Recognizing and understanding the pitfalls of alliance marketing can empower CMOs to create and foster better partnerships.
Alliance marketing has always been associated with helping brands to achieve their respective marketing goals. Yet, many brands still struggle to grapple with concepts and fail to achieve their objectives.
Pitfalls such as lack of shared vision, resources, not being transparent, weak metrics, poor communications are hurting the alliance marketing effort. Add to that, the pandemic has only exacerbated the problem as most CMOs find their marketing budget shrinking, further creating imbalances in the alliance marketing efforts of the partners. Hence, CMOs should make themselves aware of the pitfalls that can hamper their alliance marketing efforts and take steps to boost their success:
Believing that the company and its alliance partner share common goals
Even though alliance marketing states that two brands work towards the same goal, it is not always the case. CMOs fall into the trap of believing that their alliance partner is focused on the same goal as theirs, which results in one, the other- or both not achieving their goals.
Therefore, each partner in alliance marketing should identify, plan and measure their individual goals to ensure mutual success.
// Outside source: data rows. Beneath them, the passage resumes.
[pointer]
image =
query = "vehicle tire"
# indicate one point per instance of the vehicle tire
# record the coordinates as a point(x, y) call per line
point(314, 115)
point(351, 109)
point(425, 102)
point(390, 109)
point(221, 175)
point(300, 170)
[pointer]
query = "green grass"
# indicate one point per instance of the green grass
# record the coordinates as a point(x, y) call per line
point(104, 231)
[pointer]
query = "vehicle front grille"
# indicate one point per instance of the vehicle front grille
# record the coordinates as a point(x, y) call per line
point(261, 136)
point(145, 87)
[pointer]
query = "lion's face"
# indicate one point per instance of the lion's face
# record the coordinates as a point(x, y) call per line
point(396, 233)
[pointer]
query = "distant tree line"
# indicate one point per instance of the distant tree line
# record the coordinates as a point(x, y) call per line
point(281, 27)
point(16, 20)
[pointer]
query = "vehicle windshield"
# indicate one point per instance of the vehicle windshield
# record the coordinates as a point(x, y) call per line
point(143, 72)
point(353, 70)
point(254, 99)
Failing to assess differences in customer journeys
Sometimes, partners having complementary offerings, goals and target markets find that alliance marketing doesn’t work well with selling. In such cases, the problem lies in the differences between the two customer buying journeys of the two brands.
Variance between two customer journeys doesn’t necessary signify a failed alliance. However, the partners should understand the customer journey differences ahead of time and focus on the best opportunities for mutual benefits.
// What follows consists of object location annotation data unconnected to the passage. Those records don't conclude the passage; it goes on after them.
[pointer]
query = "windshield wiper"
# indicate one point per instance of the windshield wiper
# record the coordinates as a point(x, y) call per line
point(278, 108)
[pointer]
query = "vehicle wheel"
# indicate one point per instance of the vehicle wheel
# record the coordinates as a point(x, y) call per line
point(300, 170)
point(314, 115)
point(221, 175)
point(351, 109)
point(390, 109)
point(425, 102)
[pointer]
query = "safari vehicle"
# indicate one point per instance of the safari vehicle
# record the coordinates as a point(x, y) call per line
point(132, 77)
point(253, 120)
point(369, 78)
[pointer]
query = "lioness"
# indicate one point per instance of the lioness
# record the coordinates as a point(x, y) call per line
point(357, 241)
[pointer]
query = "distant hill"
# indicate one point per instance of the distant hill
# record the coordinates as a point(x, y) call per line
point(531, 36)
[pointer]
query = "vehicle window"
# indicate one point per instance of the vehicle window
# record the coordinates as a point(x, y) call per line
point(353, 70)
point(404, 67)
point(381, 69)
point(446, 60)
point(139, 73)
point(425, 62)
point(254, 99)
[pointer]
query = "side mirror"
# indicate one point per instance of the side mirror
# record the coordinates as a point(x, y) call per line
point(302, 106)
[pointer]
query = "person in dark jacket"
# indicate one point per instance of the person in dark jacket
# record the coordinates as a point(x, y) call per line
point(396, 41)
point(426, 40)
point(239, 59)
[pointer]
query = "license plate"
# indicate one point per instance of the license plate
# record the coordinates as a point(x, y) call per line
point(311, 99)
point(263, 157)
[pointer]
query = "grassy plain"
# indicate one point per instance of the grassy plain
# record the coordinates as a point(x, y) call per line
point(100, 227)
Lack of joint selling effort
Both companies should be engaged and cross-trained in their joint selling effort for the partnership to witness success. Via joint selling as well as marketing workshops, brands can nurture and foster sales team buy-in and provide training. CMOs should bring salespeople from their respective brands to discuss joint sales tools and alliance benefits. They should have an honest conversation about where each partner can best support the other one in the buying journey.
Lack of planning for the co-management of leads
The alliance partners should define and agree on the details surrounding leads and their respective roles in the entire lead lifecycle. Both CMOs should discuss the what-if scenarios as well as document their joint plan. They should include steps for identifying and reporting metrics. Taking such measures will ensure that there’s no overlap of effort, conflict, or confusion over who owns the element of lead nurturing and sales process.
Imbalance in investment
Both partners should equally be invested and involved in the process. If one partner is more invested than the other, the alliance is more susceptible to failure. In cases where one partner is smaller than the other, the partner should think in terms of investments as they can relate to the firm’s size and overall marketing budget. If the alliance fails, they should understand how it will hamper their operations at the same level as their partner and thus make appropriate decisions.
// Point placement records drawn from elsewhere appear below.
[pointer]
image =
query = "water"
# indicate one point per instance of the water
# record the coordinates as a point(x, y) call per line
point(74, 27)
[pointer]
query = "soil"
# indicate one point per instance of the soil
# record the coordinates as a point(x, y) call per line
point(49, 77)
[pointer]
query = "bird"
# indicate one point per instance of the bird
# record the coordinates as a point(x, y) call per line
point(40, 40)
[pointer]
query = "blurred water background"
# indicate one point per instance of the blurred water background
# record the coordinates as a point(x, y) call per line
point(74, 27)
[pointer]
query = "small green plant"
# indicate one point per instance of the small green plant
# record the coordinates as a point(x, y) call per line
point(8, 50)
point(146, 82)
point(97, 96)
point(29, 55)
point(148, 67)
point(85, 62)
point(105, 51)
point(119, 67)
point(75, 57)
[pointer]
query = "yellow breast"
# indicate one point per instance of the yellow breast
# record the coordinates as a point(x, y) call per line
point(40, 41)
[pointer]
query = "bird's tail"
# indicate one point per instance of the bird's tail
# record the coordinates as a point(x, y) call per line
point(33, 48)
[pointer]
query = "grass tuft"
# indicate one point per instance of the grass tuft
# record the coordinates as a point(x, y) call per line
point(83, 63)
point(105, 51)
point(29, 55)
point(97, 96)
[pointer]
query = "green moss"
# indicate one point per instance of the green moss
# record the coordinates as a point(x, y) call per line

Unable to measure the return on alliance investment
To know whether the alliance is on the right track, CMOs should discern their leads from partner-sourced leads, otherwise, they will fail to measure the return on the alliance investment. Moreover, CMOs should know how their respective partner has assisted them in gaining incremental revenues as opposed to only helping them with known business opportunities. In conclusion, CMOs should establish alliance metrics and processes that will enable them to identify the true value of their partnership to wisely invest in alliance marketing.